Russia’s strategic ties to Syria date back to the 1954, the year of the first Soviet-Syrian arms deal. In the ensuing decades, the Soviet Union remained the principal source of economic aid and arms for successive Syrian regimes. In 1971, the Soviet navy won access to Tartus, which Russia’s Black Sea fleet retains. In 1980, when Hafez al-Assad, Bashar’s father, ruled Syria, Moscow and Damascus signed a friendship and security treaty.

Putin will not relinquish this strategic inheritance, particularly because he believes that the Ba’ath government’s fall will enable the rise of a jihadist regime, whether led by ISIS or by the most powerful elements in the radical Islamist grouping Jaish al-Fath (Army of Conquest), notably Harakat Ahrar al-Sham and Jabhat al-Nusra, Al Qaeda’s Syrian branch. The Syrian state’s collapse would, as I noted previously in the National Interest, be a major setback for Russia—and in more ways than one.

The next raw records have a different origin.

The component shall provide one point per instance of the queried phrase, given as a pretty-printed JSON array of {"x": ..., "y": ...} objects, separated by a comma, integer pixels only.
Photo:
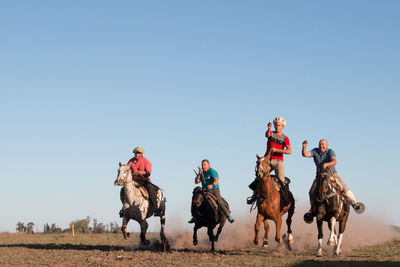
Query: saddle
[
  {"x": 213, "y": 203},
  {"x": 141, "y": 188},
  {"x": 277, "y": 182}
]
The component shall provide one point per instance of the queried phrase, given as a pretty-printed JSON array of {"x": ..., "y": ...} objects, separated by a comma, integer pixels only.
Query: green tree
[
  {"x": 21, "y": 227},
  {"x": 81, "y": 226},
  {"x": 29, "y": 227}
]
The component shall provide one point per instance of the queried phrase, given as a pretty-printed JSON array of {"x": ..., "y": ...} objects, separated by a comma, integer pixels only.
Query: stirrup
[
  {"x": 308, "y": 217},
  {"x": 250, "y": 200},
  {"x": 359, "y": 207}
]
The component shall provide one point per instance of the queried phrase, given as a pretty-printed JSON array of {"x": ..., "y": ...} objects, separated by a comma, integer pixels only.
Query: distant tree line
[{"x": 79, "y": 225}]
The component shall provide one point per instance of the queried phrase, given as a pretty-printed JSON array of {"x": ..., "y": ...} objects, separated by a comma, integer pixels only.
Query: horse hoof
[
  {"x": 290, "y": 239},
  {"x": 359, "y": 208}
]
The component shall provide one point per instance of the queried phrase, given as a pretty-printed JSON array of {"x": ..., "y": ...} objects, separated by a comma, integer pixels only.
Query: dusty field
[{"x": 112, "y": 250}]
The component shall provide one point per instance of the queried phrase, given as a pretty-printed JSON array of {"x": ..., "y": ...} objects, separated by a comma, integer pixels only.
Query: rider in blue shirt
[{"x": 210, "y": 182}]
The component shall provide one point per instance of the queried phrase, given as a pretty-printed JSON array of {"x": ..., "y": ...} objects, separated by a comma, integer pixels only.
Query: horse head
[
  {"x": 262, "y": 166},
  {"x": 322, "y": 190},
  {"x": 124, "y": 174},
  {"x": 198, "y": 196}
]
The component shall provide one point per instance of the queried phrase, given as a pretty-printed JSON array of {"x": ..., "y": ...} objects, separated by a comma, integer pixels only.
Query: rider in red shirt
[{"x": 278, "y": 144}]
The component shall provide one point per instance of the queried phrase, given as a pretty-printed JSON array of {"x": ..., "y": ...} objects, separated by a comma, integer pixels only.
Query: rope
[{"x": 266, "y": 198}]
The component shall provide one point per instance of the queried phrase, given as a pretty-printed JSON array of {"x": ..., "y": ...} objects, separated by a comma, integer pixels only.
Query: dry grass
[{"x": 113, "y": 250}]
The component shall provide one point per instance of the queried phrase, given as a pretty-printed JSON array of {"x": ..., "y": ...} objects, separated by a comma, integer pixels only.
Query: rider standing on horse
[
  {"x": 326, "y": 158},
  {"x": 210, "y": 182},
  {"x": 278, "y": 144},
  {"x": 141, "y": 171}
]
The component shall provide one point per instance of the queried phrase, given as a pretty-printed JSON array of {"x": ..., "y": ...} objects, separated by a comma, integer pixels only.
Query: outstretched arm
[
  {"x": 268, "y": 132},
  {"x": 329, "y": 164},
  {"x": 215, "y": 182},
  {"x": 287, "y": 150},
  {"x": 304, "y": 151}
]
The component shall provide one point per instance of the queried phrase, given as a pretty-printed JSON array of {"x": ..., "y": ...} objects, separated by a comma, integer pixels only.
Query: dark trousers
[
  {"x": 220, "y": 202},
  {"x": 152, "y": 189}
]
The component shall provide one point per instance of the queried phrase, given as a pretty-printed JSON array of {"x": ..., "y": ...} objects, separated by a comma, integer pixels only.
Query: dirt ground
[{"x": 112, "y": 250}]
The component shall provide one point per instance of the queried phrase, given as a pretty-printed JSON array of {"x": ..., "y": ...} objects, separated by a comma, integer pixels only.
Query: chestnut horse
[
  {"x": 330, "y": 208},
  {"x": 269, "y": 204}
]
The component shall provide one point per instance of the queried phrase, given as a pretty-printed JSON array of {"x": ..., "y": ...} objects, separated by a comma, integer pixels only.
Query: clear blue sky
[{"x": 84, "y": 82}]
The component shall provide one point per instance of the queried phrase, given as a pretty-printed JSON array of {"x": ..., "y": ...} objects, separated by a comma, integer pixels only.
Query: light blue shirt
[
  {"x": 208, "y": 178},
  {"x": 320, "y": 159}
]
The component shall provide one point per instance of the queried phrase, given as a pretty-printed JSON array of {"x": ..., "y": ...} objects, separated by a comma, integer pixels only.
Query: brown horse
[
  {"x": 269, "y": 204},
  {"x": 206, "y": 216},
  {"x": 329, "y": 207}
]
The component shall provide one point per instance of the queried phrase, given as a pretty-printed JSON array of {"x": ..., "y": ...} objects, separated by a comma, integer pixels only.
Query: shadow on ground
[{"x": 346, "y": 263}]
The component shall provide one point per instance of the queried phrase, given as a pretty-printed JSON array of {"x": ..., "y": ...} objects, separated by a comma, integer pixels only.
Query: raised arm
[
  {"x": 330, "y": 164},
  {"x": 197, "y": 178},
  {"x": 304, "y": 151},
  {"x": 268, "y": 132}
]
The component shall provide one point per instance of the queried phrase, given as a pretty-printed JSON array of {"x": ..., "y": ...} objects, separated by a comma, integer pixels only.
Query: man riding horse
[
  {"x": 210, "y": 181},
  {"x": 278, "y": 144},
  {"x": 325, "y": 158},
  {"x": 141, "y": 171}
]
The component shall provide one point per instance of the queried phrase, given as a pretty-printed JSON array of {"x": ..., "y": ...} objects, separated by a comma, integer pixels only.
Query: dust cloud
[{"x": 362, "y": 230}]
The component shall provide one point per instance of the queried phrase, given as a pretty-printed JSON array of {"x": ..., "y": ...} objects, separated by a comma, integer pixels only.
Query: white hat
[
  {"x": 138, "y": 150},
  {"x": 281, "y": 120}
]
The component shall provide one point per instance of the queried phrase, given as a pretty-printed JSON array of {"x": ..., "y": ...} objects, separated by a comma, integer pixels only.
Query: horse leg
[
  {"x": 210, "y": 232},
  {"x": 278, "y": 225},
  {"x": 162, "y": 234},
  {"x": 290, "y": 238},
  {"x": 266, "y": 230},
  {"x": 342, "y": 227},
  {"x": 257, "y": 225},
  {"x": 218, "y": 232},
  {"x": 332, "y": 236},
  {"x": 195, "y": 241},
  {"x": 320, "y": 236},
  {"x": 143, "y": 230},
  {"x": 124, "y": 228}
]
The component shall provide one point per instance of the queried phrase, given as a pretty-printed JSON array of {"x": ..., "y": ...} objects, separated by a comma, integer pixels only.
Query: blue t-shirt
[
  {"x": 209, "y": 177},
  {"x": 320, "y": 159}
]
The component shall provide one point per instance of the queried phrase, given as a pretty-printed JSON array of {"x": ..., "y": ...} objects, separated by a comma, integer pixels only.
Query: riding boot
[
  {"x": 253, "y": 198},
  {"x": 285, "y": 194},
  {"x": 153, "y": 198}
]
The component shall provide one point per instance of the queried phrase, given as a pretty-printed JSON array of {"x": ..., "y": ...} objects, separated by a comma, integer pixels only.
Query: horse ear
[{"x": 269, "y": 154}]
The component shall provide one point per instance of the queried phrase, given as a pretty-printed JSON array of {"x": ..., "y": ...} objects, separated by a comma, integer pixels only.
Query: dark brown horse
[
  {"x": 206, "y": 215},
  {"x": 269, "y": 204},
  {"x": 329, "y": 207}
]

Indeed, it was the fear that the regime would fall to Jaish that prompted Russia, after close coordination with Iran and Iraq’s Shiite-dominated government, to dispatch military aircraft, air-defense missiles, naval infantry, special forces, helicopters, tanks and armored personnel carriers to Syria, starting in September of this year. Since then, Russia’s military presence has expanded. Putin ordered the mobile S-400 air-defense-missile system (it can engage as many as three-dozen targets simultaneously and has a 400-kilometer range) to Hemeimeen airbase, located north of Latakia, a mere fifty kilometers from the Turkish border. And Russian warplanes, supplemented by Syrian artillery, have stepped by their attacks on the area in which the Russian plane went down.